Gerçi benzer örnekler bizde de az sayılmaz ama nedense farklı bir inanç kurumunun hatalarını, sorunlarını takip etmek, açığa çıkarmak hoşumuza gitse de, kendimize ait hatalar, gariplikler kutsal kavramının altına sıkıştırılıp bırakılır.

Bahsettiğim örnek oldukça uç ve aslında inancın kendi temellerine de oldukça aykırı. Ancak bu örnekleri bir yana bırakıp, inancın kendi doğrularına baktığımızda da aslında birçok gariplikle karşılaşabiliyoruz. (Yazının başından beri ulaşmak istediğim noktaya yaklaştım gibi :-))

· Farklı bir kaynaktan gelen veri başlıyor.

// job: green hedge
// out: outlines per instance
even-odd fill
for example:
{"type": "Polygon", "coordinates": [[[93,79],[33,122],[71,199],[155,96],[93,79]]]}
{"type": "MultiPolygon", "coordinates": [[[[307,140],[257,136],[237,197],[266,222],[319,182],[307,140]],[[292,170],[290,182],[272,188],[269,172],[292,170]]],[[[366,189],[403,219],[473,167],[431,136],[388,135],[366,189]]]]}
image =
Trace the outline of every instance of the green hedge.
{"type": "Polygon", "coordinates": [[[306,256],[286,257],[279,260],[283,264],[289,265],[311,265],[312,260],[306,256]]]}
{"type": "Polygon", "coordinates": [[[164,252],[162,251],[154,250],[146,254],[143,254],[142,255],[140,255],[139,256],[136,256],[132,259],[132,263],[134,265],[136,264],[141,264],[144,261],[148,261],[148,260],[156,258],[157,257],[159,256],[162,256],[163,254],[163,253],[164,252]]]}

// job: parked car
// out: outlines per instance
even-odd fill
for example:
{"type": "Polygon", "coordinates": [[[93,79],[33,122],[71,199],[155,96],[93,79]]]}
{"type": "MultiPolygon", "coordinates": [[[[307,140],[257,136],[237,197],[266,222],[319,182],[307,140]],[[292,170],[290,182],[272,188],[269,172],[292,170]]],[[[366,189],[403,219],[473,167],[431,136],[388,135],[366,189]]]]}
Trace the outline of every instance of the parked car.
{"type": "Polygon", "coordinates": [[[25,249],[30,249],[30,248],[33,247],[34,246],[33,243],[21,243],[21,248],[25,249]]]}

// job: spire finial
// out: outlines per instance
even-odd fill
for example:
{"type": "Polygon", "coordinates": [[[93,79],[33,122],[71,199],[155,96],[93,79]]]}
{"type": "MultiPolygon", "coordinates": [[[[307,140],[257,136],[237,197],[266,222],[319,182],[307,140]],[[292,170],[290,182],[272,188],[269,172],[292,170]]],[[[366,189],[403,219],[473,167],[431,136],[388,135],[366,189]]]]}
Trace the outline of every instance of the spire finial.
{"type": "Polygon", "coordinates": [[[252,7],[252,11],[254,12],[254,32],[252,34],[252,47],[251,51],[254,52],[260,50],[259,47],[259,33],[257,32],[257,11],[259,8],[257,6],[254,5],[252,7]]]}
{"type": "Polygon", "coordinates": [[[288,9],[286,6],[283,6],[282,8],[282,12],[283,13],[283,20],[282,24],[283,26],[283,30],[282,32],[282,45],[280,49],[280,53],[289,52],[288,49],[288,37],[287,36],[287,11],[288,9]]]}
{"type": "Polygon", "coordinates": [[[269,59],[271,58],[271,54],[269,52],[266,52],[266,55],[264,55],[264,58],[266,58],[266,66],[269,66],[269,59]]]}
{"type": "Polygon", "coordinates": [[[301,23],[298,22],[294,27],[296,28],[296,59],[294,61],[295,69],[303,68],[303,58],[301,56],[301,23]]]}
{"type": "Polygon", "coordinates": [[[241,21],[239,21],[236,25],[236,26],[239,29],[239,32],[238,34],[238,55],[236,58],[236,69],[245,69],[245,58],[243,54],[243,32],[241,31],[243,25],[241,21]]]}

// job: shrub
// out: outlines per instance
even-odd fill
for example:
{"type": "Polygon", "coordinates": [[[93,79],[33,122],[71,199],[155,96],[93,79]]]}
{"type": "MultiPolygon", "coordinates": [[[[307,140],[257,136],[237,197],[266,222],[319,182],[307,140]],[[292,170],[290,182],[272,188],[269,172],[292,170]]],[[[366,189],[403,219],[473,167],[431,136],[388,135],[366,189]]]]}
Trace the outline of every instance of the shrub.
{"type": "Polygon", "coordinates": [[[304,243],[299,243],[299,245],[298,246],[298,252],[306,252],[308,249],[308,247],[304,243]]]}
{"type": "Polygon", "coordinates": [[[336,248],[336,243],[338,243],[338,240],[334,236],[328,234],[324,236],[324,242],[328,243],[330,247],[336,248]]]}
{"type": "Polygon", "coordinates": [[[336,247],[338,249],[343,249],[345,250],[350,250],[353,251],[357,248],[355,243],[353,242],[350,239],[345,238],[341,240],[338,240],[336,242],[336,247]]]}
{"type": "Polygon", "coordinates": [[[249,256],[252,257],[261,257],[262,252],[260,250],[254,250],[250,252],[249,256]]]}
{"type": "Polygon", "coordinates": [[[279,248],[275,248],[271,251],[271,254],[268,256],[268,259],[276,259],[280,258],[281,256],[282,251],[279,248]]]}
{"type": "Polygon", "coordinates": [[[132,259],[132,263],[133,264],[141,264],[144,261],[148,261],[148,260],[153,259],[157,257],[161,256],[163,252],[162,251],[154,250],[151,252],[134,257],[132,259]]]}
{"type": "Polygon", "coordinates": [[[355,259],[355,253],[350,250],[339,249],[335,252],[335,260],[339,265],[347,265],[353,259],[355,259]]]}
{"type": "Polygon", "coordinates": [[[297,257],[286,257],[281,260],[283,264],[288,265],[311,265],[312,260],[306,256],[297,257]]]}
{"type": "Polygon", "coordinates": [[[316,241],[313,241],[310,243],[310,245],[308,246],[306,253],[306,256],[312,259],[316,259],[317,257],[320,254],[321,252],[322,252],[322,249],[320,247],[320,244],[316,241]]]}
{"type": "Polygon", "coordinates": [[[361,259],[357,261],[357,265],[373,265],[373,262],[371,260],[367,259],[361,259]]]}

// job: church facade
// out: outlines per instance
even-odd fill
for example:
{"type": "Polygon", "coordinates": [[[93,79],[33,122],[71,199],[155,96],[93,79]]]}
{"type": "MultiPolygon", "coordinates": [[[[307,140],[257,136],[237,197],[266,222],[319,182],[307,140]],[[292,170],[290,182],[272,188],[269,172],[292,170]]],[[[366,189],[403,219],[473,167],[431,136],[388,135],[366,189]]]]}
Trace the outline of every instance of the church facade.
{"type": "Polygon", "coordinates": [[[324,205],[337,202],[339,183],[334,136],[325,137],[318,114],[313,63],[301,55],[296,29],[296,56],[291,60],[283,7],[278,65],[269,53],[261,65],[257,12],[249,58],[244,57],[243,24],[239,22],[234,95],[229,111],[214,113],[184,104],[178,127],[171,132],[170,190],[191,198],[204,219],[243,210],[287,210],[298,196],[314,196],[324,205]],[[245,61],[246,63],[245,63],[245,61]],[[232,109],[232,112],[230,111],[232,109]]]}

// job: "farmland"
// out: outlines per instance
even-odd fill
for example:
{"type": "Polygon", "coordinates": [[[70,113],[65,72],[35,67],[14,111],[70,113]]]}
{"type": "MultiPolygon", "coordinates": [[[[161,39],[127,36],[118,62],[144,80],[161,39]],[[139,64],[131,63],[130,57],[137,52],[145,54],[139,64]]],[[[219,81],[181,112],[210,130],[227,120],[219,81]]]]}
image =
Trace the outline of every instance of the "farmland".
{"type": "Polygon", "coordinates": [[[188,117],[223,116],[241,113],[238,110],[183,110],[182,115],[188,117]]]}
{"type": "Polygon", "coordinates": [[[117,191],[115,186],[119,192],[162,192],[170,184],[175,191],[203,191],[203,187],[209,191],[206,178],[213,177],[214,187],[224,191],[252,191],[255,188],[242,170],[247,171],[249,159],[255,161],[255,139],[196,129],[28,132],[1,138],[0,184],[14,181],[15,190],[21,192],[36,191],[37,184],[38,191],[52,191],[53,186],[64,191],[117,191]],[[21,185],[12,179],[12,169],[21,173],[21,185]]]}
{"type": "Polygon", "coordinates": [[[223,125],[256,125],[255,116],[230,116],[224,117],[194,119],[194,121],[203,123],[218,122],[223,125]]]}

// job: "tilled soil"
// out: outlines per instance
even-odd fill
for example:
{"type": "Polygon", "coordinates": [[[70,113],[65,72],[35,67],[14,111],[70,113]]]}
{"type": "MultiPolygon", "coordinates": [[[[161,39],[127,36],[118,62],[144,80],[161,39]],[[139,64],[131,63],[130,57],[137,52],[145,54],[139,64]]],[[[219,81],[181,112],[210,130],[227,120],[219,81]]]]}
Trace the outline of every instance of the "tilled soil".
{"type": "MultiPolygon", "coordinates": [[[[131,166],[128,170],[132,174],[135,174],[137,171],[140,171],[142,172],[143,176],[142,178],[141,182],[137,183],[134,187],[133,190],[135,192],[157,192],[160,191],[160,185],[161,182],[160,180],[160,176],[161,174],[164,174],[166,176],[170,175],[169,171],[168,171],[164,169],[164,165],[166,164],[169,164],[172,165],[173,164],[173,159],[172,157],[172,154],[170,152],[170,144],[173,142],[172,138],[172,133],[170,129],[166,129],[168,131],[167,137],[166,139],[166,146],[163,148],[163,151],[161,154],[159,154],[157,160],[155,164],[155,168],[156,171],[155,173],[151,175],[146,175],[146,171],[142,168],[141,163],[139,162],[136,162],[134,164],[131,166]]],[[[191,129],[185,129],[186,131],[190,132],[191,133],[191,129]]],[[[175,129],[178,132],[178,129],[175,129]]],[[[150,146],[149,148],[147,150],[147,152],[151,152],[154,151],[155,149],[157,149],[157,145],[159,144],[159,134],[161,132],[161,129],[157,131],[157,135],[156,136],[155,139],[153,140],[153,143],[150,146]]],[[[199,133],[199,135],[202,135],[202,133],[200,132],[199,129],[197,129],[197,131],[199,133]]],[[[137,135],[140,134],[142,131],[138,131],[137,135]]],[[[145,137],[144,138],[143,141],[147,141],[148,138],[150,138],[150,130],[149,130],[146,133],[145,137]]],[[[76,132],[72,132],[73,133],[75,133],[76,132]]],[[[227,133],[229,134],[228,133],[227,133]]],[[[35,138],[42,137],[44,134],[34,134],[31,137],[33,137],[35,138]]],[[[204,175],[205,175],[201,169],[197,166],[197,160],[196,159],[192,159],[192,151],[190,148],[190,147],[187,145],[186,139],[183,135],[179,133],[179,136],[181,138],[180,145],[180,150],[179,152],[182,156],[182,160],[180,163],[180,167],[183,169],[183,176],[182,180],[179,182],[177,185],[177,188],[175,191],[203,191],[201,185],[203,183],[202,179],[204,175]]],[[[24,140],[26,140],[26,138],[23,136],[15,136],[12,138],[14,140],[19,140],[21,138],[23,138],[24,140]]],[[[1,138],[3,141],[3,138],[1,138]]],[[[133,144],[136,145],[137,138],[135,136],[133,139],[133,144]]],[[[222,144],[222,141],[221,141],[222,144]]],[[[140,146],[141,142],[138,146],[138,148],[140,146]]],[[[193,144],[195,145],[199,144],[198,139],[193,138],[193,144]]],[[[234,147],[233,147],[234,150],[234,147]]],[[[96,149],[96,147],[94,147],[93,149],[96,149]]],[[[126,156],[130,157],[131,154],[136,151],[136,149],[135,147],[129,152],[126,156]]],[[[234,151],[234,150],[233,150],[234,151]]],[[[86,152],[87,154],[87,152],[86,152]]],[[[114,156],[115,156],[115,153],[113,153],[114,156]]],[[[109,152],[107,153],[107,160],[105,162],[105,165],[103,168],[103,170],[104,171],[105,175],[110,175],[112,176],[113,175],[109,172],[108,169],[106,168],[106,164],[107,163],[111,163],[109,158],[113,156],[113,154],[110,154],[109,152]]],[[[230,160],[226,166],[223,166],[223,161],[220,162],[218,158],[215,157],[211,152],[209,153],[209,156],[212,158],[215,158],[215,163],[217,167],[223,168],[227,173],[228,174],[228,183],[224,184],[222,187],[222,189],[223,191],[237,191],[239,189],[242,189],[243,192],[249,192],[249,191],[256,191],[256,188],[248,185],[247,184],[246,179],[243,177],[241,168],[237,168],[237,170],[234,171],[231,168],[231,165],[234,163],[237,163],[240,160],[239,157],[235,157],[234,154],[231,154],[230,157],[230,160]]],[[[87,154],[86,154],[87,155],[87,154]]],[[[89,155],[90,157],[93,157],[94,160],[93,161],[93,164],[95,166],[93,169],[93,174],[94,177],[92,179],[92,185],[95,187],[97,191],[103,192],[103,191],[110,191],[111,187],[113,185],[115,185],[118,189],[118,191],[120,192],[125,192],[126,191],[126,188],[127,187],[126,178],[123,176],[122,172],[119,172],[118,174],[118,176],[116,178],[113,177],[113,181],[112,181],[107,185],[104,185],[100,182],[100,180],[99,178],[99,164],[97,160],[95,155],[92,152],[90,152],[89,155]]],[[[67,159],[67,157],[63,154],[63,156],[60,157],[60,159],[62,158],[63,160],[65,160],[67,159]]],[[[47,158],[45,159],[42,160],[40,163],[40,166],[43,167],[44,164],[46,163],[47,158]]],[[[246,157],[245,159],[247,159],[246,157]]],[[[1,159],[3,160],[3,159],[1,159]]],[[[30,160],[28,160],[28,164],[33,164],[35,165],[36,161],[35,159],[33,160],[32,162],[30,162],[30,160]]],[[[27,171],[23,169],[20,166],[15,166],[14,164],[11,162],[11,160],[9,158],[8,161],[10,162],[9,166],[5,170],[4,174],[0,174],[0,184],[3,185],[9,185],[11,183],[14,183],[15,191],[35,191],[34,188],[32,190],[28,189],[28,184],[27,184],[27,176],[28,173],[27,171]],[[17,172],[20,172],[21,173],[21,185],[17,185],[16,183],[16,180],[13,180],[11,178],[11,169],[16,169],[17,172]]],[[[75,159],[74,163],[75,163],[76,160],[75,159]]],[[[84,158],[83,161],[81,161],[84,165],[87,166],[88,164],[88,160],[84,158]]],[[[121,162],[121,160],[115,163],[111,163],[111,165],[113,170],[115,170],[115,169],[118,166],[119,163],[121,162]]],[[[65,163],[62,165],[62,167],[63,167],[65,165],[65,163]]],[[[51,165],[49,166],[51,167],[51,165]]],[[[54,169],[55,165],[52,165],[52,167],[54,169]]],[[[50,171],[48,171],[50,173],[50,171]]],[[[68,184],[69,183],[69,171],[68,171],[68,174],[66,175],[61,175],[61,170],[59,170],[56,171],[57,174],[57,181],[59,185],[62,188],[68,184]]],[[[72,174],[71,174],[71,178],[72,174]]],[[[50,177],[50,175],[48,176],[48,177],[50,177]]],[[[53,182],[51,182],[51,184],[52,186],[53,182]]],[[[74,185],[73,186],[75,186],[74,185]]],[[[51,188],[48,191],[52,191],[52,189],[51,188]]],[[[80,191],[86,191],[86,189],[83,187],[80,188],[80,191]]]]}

Yahudiliğin, Hıristiyanlığın ya da budizmin kurallarını, ibadet şekillerini incelediğimizde bizlere oldukça komik gelen yönlerini görürüz. Örneğin Yahudilerin ağlama duvarının önünde ağlamaları, Hıristiyanların suyla, şarapla vaftiz olmaları ilginç gelir bizlere. Ama daha da kötüleri vardır. Örneğin Hindular her yıl belirli günlerde tanrılarınca temizlenmiş kabul edilmek için Ganj nehrinin kirli sularına girip yıkanırlar. Yaklaşık 75 milyon kişi aynı anda bu işi yapar ve bu şekilde günahlarından arındıklarına inanırlar. Bunu hiçte akılcı bulmayız, ne kadar inançlı birisi olursak olalım. “Zaten semavi olmayan bir dinin ibadeti de bu kadar olur” der geçiştiririz. Ama ne yazık ki, bu kapsama girmeyecek örneklerle de karşılaşırız bazen. Örneğin bazı Hıristiyan anlayışlarınca Portekiz’de ki Fatima kasabasında geleneksel hale getirilen bir ibadet daha da ilginç. Kasaba, 1917 yılında Hz. Meryem’in kendisini üç küçük çocuğa gösterdiği iddiası ile hac merkezine dönüşmüş durumda ve yapılan ibadetin şekli de diz üzerinde sürünerek oldukça uzun bir mesafeyi kat etmek. İbadetin dizlerde önemli bir tahribat yarattığı bir gerçek. Ve ne yazık ki, ne kadar inançlı olursak olalım, bu ibadet şeklini de akılcı bulmayız. “Oldukça tahrip olmuş bir dinin ibadeti de ancak bu kadar olabilir” der ve kendimize dair olumlu bir pay çıkarırız. Ancak işin kötüsü, benzer şekilde kendine yönelik zarar veren ibadet şekillerini İslamiyet içerisinde de yeşerten bazı anlayışlar mevcuttur. Örneğin Şii kökenli Caferiler Kerbela’nın yıldönümüne gelen günlerde kendilerine zincirle eziyet ederler. Kerbela’da yaşanılan acıları duyumsayabilmek için. Bu örnek karşısında en azından İslamiyet adına söz söylemekte zorlanırız.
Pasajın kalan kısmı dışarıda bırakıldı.